The source code itself is "fairly" basic and was quickly hacked from a previous bit of code, along with odd local dependencies. So this is not a good bit of example code to learn from. The principles however, could be duplicated if someone wanted to create alternative code:

  • It makes calls to youtube-dl to examine the CDC video channel, pulls out all playlists, then loops through each playlist to then generate data for each video to be uploaded.
  • A local copy of the mp4 best version of the Youtube video is created with a youtube-dl call.
  • The youtube-dl information about the video is used to create the Commons image page text and provide a filename. Extra useful data included is the Youtube "categories" and the Youtube "tags".
  • The local copy is transcoded using ffmpeg.
  • Pywikbot (patched) uploads the file to Commons. Local copies are then removed.
  • Uploads use the Youtube Playlist name as a category name. This will be a red-link until created manually.

Checks made:

  1. The intended filename is checked to see whether it exists on Commons, and skips if it does.
  2. The code checks for whether the "youtube ID" (?v=<id> part of website calls) is already on Commons, presuming that the alpha string will be unique. If found the file is skipped, presuming it exists under another filename.
  3. If Commons upload fails twice, the code gives up on the file, presuming there is a fundamental problem with file encoding.

The critical call for the transcoding is:

call(["nice","-n","15", "ffmpeg","-i","youtube-x.mp4","-c:v", "libvpx", "-crf", "4", "-b:v", "2M", "-c:a", "libvorbis", local])

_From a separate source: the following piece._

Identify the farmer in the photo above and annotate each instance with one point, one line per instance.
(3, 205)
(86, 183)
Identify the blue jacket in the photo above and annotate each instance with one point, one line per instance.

"call" is from the Python subprocess module, creating a new process to do the transcoding. This is running in OSX, so the command "nice" sets the priority of the process, in this case to a low priority (higher 'niceness') so that the local machine is not overloaded for other jobs. The variable local is where the file is getting created based on the original youtube-x.mp4. The other ffmpeg options are based on the experience of creating videos for Commons over the last couple of years.

Upload runsEdit

15 May 2017

A test run created File:2017 NHSN Training - Standardized Antibiotic Administration Ratio.webm and started Category:I Am CDC.

16 May 2017

Full automated run started. The file upload comment, in the file history, points to this project page. One unintended consequence of using a local copy for transcoding was this rapidly broke my Google drive allowance (15GB), as files were being synced with my drive account. Switching off the sync while this project ran fixed the issue, but a better solution for similar projects would be to let the transcoding run on a stand-alone machine as storage, processor time and bandwidth are all seriously affected.

23 May 2017

Run restarted, with improvement to identifying videos from the youtube-dl playlist JSON listing. There seems to be two different ways that the list may be returned, one having a list of 'entries' within an array for the playlist, and the other being a list of videos as a naked set of arrays, causing errors in JSON parsing of the output. Previous uploads skipped these errors, but were missing some videos/sets of videos as a consequence, for example CDC Zika virus videos.

29 July 2017

First run completed, re-run started. It seems that the transcoding takes long enough for many videos to be uploaded while the upload run is happening. Regular refreshes may be helpful.

17 May 2018

First run with new simpler command, leaving post-processing choices to youtube-dl.